Royaume-Uni: face à l'inflation, Blackpool la défavorisée s'inquiète du retour de l'austérité
"Il doit faire plus pour nous aider": dans la station balnéaire populaire de Blackpool, dans le nord-ouest de l'Angleterre, habitants et petits commerçants frappés par la crise du coût de la vie attendent avec inquiétude les annonces budgétaires du gouvernement jeudi.
"Les courses basiques d'oeufs, de bacon et de saucisses que je sers à mes clients ont augmenté de 10 à 15 livres (12 à 18 euros) ces deux dernières semaines", s'offusque Tracy Applin, gérante d'un hôtel dans le centre-ville.
"Nous allons souffrir. Je ne sais pas combien de temps, mais (le gouvernement) doit faire plus pour nous aider", dit-elle à l'AFP.
Le ministre des Finances Jeremy Hunt, doit dévoiler jeudi une potion budgétaire amère, faite de hausses d'impôts et de baisses des dépenses publiques.
Même s'il a promis d'être "juste" envers les plus défavorisés durement frappés par une inflation qui dépasse les 10%, beaucoup de Britanniques redoutent ce retour annoncé de l'austérité.
Tracy s'inquiète des répercussions des hausses d'impôts à venir sur l'activité touristique de la ville de quelque 140.000 habitants, qui attire chaque année, rien qu'entre septembre et janvier, environ 3,5 millions de personnes venues admirer ses célèbres illuminations.
"Habituellement à cette époque de l'année, j'ai déjà une quarantaine de réservations pour l'année prochaine. Mais pour l'instant je n'en ai que cinq ou six", remarque-t-elle.
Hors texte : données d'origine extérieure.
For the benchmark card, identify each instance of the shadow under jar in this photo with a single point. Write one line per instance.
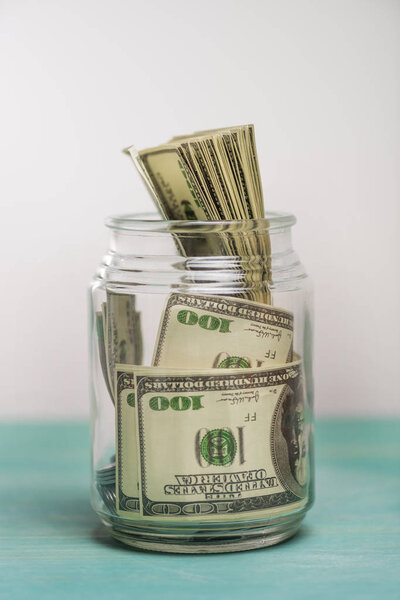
(201, 384)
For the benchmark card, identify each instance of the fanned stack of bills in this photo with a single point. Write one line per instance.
(209, 175)
(213, 428)
(213, 176)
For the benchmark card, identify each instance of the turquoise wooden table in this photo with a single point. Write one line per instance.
(52, 545)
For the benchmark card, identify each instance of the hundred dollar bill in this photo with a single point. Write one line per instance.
(200, 331)
(127, 463)
(217, 447)
(124, 336)
(100, 330)
(213, 176)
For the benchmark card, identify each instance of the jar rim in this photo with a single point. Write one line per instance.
(151, 222)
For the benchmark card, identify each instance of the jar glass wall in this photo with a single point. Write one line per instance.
(198, 444)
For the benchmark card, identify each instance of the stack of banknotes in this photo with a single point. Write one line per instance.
(214, 426)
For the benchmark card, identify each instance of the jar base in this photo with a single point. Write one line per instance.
(210, 544)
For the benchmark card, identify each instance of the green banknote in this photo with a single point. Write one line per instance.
(210, 445)
(204, 331)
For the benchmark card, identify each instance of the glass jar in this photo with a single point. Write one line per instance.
(201, 384)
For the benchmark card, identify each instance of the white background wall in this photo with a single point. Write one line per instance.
(82, 79)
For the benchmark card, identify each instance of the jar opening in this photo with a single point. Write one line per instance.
(151, 222)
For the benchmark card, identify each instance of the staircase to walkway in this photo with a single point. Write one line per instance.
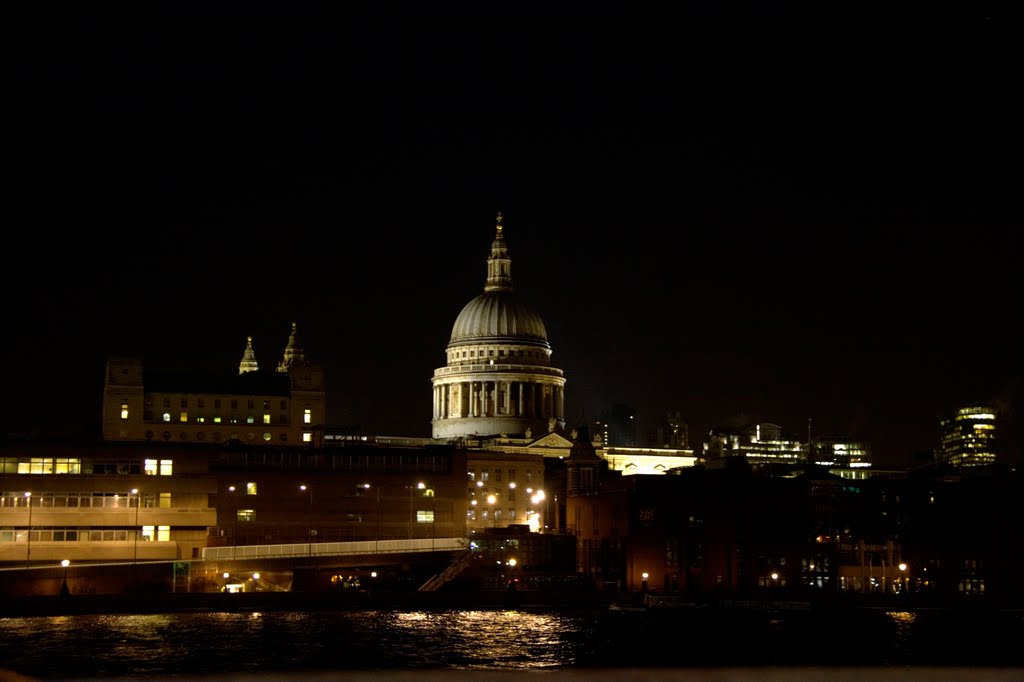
(450, 573)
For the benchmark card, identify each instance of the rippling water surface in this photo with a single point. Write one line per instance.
(291, 644)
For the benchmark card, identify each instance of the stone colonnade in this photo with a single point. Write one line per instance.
(499, 398)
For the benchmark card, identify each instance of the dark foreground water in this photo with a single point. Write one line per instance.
(488, 643)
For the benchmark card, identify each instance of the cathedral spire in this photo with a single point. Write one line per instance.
(499, 265)
(248, 363)
(293, 352)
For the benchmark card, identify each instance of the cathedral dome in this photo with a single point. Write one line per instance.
(498, 314)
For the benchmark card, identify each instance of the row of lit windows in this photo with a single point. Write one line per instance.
(482, 514)
(85, 500)
(40, 465)
(183, 415)
(472, 493)
(201, 402)
(485, 475)
(148, 533)
(422, 516)
(57, 465)
(183, 418)
(501, 353)
(218, 436)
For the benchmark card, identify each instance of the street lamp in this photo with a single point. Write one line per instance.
(134, 558)
(535, 522)
(28, 549)
(309, 521)
(64, 586)
(235, 521)
(419, 486)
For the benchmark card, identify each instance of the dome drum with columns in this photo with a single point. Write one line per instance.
(499, 378)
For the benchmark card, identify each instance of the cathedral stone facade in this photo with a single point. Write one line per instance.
(499, 380)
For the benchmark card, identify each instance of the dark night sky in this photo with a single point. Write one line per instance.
(730, 219)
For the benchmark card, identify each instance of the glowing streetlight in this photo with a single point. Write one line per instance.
(309, 520)
(419, 486)
(64, 585)
(134, 558)
(28, 549)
Elle pourrait fermer son hôtel pour l'hiver, mais elle assure ne pas pouvoir se le permettre avec les factures à payer.
Julie Newby et son mari Kevin, deux retraités, se disent aussi très inquiets par leur facture d'énergie, qui a plus que doublé en une année pour atteindre 220 livres (250 euros) par mois.
Julie espère "juste plus d'aide pour les gens qui vivent dans la pauvreté", et un peu de répit pour elle-même alors qu'elle doit s'occuper de son mari et de son fils, tous deux handicapés.
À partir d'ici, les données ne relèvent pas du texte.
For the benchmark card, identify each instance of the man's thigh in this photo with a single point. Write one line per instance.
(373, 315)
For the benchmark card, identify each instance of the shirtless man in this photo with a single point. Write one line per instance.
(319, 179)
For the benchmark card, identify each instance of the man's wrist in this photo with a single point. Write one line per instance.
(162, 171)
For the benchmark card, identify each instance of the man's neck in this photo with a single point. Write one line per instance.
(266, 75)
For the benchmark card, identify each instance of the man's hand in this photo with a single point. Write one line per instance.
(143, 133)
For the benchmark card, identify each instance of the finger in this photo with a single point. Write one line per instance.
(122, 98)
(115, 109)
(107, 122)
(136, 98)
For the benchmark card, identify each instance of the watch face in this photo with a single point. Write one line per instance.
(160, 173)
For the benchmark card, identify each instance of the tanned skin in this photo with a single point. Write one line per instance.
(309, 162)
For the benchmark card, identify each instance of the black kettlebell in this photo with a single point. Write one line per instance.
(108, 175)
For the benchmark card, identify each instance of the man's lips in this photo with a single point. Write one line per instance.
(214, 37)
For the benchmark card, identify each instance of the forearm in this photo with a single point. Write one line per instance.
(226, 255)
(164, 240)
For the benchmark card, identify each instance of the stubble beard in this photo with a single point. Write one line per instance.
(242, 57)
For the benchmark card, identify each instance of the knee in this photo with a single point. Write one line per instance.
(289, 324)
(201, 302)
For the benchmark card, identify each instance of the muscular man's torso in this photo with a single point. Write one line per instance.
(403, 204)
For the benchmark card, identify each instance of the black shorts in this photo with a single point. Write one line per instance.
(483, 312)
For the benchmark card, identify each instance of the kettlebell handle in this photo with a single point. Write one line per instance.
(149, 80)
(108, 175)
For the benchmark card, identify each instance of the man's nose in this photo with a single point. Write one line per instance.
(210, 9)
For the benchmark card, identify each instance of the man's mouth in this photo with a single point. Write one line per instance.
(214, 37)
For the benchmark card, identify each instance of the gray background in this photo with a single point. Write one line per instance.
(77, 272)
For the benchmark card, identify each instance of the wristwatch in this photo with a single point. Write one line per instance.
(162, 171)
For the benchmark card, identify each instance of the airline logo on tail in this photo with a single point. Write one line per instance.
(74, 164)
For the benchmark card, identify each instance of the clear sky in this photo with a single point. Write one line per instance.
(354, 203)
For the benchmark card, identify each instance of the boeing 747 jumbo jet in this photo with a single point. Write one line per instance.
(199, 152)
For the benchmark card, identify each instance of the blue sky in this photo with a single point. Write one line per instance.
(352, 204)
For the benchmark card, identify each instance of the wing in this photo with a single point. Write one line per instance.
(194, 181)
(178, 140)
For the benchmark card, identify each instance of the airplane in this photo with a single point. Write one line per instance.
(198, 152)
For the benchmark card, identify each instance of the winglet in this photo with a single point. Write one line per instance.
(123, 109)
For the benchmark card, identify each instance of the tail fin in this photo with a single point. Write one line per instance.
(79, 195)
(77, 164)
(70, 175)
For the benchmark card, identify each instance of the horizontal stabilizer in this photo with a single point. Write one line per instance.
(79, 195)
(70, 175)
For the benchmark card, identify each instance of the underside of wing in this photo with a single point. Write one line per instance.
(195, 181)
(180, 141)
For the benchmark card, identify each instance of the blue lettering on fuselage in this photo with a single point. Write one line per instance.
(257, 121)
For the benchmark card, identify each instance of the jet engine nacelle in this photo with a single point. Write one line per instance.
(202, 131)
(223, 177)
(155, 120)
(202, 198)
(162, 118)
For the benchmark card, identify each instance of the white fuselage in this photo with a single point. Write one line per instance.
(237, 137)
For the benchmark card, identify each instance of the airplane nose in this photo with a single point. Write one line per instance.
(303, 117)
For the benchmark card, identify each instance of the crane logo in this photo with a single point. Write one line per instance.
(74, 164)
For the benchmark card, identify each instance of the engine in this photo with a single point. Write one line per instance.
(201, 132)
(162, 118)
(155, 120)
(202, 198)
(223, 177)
"Je n'arrête pas d'éteindre les lumières, nous essayons de faire nos machines la nuit plutôt que le jour parce qu'il paraît que c'est moins cher. Nous essayons de ne pas utiliser le sèche-linge, mais parfois nous n'avons pas le choix", raconte-t-elle.
- "Point de rupture" -
Selon les statistiques officielles, Blackpool, située au nord de Liverpool et ancien haut lieu du tourisme britannique avec ses casinos, est la plus défavorisée des 317 entités locales d'Angleterre si l'on prend notamment en compte revenus moyens, taux de chômage, criminalité et santé.
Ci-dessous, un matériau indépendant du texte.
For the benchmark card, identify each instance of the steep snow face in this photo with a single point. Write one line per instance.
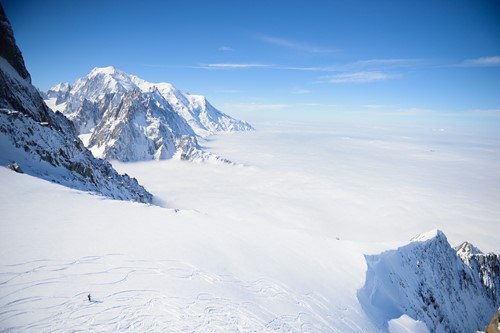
(164, 124)
(44, 143)
(430, 282)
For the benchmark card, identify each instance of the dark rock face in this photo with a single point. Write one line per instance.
(44, 143)
(131, 120)
(9, 49)
(431, 282)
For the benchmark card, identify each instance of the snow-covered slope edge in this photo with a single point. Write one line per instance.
(449, 290)
(43, 143)
(132, 120)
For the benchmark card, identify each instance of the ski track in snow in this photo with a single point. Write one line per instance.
(49, 295)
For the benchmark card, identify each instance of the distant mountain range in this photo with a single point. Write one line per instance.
(42, 143)
(131, 119)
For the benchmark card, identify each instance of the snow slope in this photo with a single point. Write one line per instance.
(428, 281)
(278, 245)
(131, 119)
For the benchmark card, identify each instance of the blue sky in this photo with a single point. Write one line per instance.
(414, 57)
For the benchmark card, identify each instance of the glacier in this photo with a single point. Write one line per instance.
(44, 143)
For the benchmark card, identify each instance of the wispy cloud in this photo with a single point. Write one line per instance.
(487, 112)
(376, 106)
(303, 47)
(226, 49)
(233, 66)
(358, 77)
(482, 62)
(249, 107)
(300, 91)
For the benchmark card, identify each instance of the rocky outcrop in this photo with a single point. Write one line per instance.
(131, 119)
(44, 143)
(431, 282)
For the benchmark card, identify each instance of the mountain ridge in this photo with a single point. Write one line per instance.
(432, 282)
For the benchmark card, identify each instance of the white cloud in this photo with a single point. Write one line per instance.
(384, 63)
(256, 106)
(482, 62)
(358, 77)
(295, 45)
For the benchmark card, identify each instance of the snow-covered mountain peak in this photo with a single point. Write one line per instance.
(43, 143)
(61, 87)
(434, 234)
(430, 282)
(466, 249)
(109, 70)
(166, 121)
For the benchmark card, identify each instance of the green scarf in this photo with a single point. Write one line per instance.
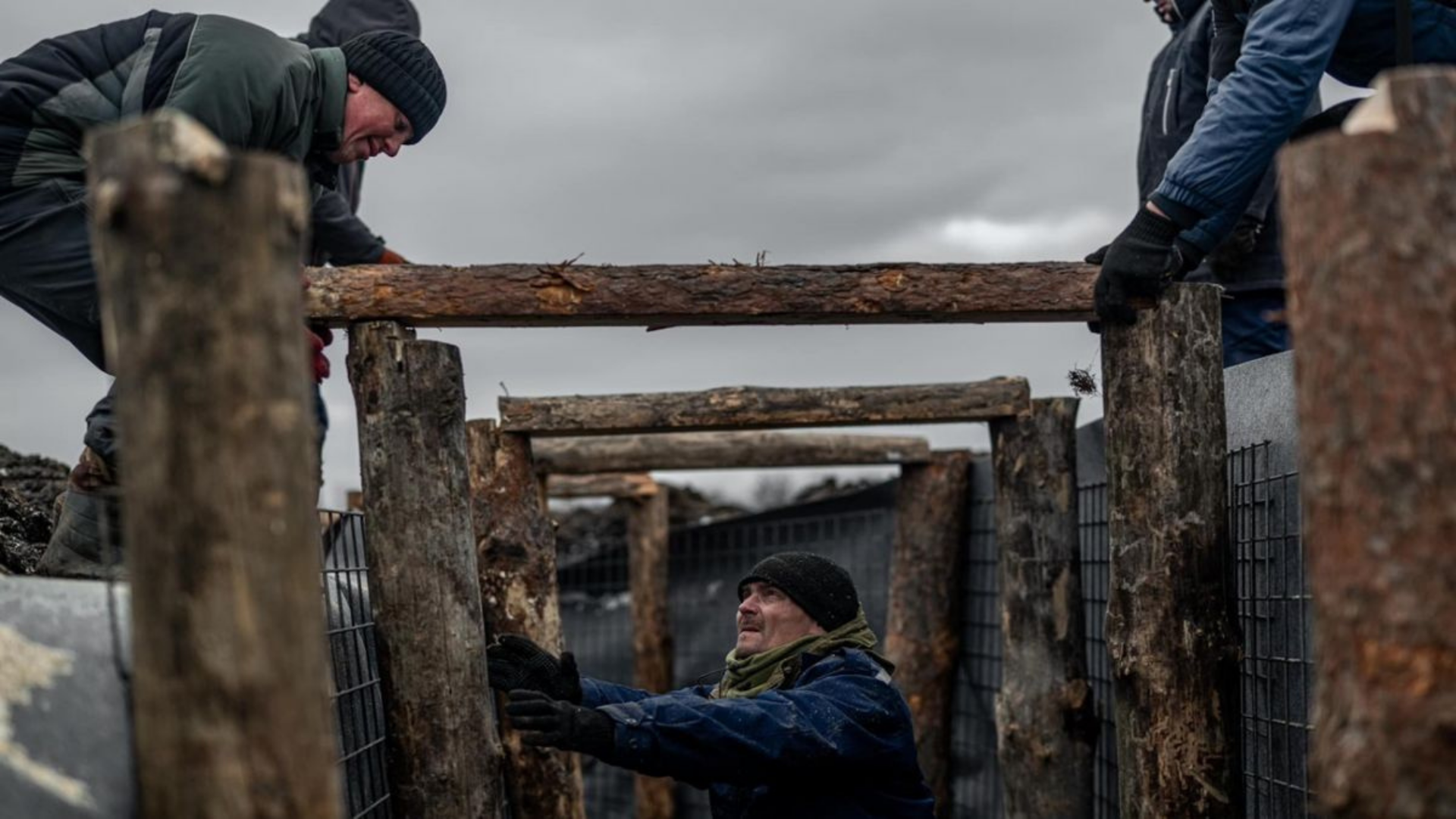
(753, 675)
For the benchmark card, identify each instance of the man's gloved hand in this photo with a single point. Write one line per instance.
(514, 662)
(319, 337)
(1141, 262)
(561, 725)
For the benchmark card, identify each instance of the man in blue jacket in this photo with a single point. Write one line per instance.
(802, 723)
(1286, 47)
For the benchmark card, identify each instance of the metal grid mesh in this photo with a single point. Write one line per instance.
(357, 698)
(974, 767)
(1095, 583)
(1274, 617)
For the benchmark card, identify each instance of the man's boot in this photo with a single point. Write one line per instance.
(88, 531)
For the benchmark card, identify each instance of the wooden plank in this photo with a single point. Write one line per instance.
(1169, 624)
(516, 547)
(444, 758)
(758, 407)
(197, 254)
(1373, 306)
(924, 624)
(721, 450)
(558, 295)
(604, 484)
(1046, 719)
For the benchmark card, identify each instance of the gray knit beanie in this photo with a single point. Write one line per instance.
(403, 71)
(820, 586)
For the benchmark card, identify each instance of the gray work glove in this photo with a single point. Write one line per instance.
(514, 664)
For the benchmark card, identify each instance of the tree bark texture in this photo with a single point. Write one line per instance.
(606, 484)
(1373, 293)
(1169, 626)
(651, 630)
(197, 260)
(721, 450)
(561, 295)
(759, 407)
(444, 760)
(1046, 720)
(516, 547)
(924, 623)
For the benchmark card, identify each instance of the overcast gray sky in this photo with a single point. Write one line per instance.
(677, 131)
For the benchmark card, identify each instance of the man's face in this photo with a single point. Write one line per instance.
(767, 618)
(372, 126)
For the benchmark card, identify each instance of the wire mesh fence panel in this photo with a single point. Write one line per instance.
(1274, 618)
(357, 697)
(976, 787)
(1095, 582)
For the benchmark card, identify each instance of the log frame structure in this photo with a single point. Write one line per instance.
(1376, 390)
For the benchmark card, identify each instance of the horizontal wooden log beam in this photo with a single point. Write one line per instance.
(723, 450)
(606, 484)
(565, 295)
(759, 407)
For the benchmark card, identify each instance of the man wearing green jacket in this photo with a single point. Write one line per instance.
(322, 107)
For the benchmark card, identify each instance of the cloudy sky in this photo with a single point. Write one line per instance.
(677, 131)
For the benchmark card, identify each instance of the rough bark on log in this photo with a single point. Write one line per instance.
(1169, 624)
(1046, 717)
(199, 253)
(924, 624)
(758, 407)
(444, 760)
(533, 295)
(721, 450)
(651, 630)
(516, 548)
(1373, 306)
(606, 484)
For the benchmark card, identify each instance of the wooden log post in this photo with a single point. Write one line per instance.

"Les gens ont des difficultés pour manger, ont aussi des difficultés pour chauffer leur maison. Cela a des effets sur leur santé et leur bien-être en général", explique à l'AFP Maggie Cornall, une responsable du conseil municipal de Blackpool.
Cette situation entraîne aussi d'autres répercussions comme une augmentation de la consommation d'alcool et de drogue, qui se ressent dans les services d'urgences de l'hôpital, ajoute-t-elle.
Elle espère qu'au-delà des aides déjà débloquées pour les plus modestes, le gouvernement interviendra sur le marché de l'énergie pour limiter la flambée des prix.
Selon le Trussell Trust, qui gère plus de 1.200 banques alimentaires à travers le Royaume-Uni, la crise du coût de la vie qui frappe le pays crée une pression gigantesque sur ces centres, désormais à un "point de rupture".
Entre avril et septembre, 320.000 personnes supplémentaires se sont tournées pour la première fois vers une banque alimentaire de l'association. Elle a délivré près de 1,3 million de colis alimentaires, soit un tiers de plus que sur la même période de l'an dernier.
"Il faut prendre conscience que les personnes qui vivent dans des endroits comme Blackpool, qui sont les plus vulnérables, ont une résilience bien moindre et doivent être massivement aidées", prévient Maggie Cornall.